LC 211 - Design Add and Search Words Data Structure

Question

Design a data structure that supports adding new words and finding if a string matches any previously added string.

Implement the WordDictionary class:

• WordDictionary() Initializes the object.
• void addWord(word) Adds word to the data structure, it can be matched later.
• bool search(word) Returns true if there is any string in the data structure that matches word or false otherwise. word may contain dots '.' where dots can be matched with any letter.

Example:

Input
["WordDictionary","addWord","addWord","addWord","search","search","search","search"]
[[],["bad"],["dad"],["mad"],["pad"],["bad"],[".ad"],["b.."]]
Output
[null,null,null,null,false,true,true,true]

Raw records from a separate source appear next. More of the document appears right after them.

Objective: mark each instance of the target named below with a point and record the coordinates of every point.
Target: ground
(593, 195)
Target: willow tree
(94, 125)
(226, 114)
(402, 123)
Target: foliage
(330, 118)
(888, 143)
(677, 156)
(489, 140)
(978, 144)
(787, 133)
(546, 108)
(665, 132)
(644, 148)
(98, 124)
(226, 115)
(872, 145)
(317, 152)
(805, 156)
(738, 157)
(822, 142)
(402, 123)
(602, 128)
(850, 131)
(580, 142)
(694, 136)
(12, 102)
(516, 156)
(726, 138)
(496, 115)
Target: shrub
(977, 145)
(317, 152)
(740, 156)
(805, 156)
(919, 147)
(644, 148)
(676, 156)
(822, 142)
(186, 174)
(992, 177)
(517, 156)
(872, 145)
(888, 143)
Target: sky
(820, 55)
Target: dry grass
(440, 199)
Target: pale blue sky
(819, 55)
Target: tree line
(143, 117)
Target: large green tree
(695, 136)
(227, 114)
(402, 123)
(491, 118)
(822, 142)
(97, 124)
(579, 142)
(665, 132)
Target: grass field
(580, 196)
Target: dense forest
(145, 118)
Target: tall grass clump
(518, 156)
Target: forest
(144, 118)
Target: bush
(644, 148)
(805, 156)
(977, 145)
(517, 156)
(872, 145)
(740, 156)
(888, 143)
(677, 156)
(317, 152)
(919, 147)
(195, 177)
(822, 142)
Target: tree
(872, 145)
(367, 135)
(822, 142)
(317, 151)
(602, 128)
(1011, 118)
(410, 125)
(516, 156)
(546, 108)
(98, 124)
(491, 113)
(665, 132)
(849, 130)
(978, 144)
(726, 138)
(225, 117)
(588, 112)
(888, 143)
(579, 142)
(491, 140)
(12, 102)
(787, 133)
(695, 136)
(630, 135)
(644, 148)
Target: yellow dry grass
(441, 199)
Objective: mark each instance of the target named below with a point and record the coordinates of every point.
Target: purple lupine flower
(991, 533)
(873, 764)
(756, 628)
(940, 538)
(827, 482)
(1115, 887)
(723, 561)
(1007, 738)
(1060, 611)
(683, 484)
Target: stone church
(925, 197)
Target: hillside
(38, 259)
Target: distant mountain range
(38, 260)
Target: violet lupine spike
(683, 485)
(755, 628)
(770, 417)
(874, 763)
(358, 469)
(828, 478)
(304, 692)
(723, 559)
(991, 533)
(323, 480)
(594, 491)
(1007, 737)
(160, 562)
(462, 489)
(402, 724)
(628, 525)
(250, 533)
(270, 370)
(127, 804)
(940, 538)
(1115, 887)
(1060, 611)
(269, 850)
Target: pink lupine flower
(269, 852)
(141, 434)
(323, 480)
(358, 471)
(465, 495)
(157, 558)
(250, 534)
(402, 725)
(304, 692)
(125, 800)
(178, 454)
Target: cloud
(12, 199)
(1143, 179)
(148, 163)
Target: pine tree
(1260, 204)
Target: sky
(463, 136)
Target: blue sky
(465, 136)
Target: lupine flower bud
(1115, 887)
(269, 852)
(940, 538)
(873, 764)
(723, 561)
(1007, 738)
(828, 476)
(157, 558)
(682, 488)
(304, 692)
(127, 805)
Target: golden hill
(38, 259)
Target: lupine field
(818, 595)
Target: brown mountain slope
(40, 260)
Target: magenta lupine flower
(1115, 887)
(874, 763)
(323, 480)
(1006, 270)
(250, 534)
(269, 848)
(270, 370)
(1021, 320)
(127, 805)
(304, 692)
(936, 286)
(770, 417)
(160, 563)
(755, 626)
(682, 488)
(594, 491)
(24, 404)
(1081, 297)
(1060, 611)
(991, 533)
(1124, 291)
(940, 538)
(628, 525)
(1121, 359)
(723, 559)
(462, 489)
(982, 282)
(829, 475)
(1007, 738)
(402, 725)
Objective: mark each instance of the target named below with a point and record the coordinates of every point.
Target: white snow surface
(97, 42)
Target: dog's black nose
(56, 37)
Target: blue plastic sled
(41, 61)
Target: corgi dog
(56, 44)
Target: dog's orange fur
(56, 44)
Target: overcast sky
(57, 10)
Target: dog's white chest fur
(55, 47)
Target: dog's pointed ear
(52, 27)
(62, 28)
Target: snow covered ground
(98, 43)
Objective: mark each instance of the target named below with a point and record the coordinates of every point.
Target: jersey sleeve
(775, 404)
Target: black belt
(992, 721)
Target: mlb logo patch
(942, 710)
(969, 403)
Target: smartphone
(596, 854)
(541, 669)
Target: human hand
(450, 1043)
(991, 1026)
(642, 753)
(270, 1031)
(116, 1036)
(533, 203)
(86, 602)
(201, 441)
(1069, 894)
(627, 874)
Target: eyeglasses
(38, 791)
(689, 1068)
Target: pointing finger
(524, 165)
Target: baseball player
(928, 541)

Explanation WordDictionary wordDictionary = new WordDictionary(); wordDictionary.addWord(“bad”); wordDictionary.addWord(“dad”); wordDictionary.addWord(“mad”); wordDictionary.search(“pad”); // return False wordDictionary.search(“bad”); // return True wordDictionary.search(“.ad”); // return True wordDictionary.search(“b..”); // return True

Constraints:

• 1 <= word.length <= 25
• word in addWord consists of lowercase English letters.
• word in search consist of '.' or lowercase English letters.
• There will be at most 2 dots in word for search queries.
• At most 104 calls will be made to addWord and search.

Links

Question here and solution here

Solution

concept

The only difficult part is to use DFS search for the wild card .

code

class TrieNode():
    def __init__(self):
        self.children = {} # a : TrieNode
        self.end_of_word = False

class WordDictionary:

    def __init__(self):
        self.root = TrieNode()
        
    def addWord(self, word: str) -> None:
        cur = self.root
        for c in word:
            if c not in cur.children:
                cur.children[c] = TrieNode()
            cur = cur.children[c]
        cur.end_of_word = True

    def search(self, word: str) -> bool:
        def dfs(j, root):
            cur = root

            for i in range(j, len(word)):
                c = word[i]
                if c == ".":
                    for child in cur.children.values():
                        if dfs(i + 1, child):
                            return True
                    return False
                else:
                    if c not in cur.children:
                        return False
                    cur = cur.children[c]
            return cur.end_of_word
        
        return dfs(0, self.root)

Complexity

time: $O(n)$
space: $O(t + n)$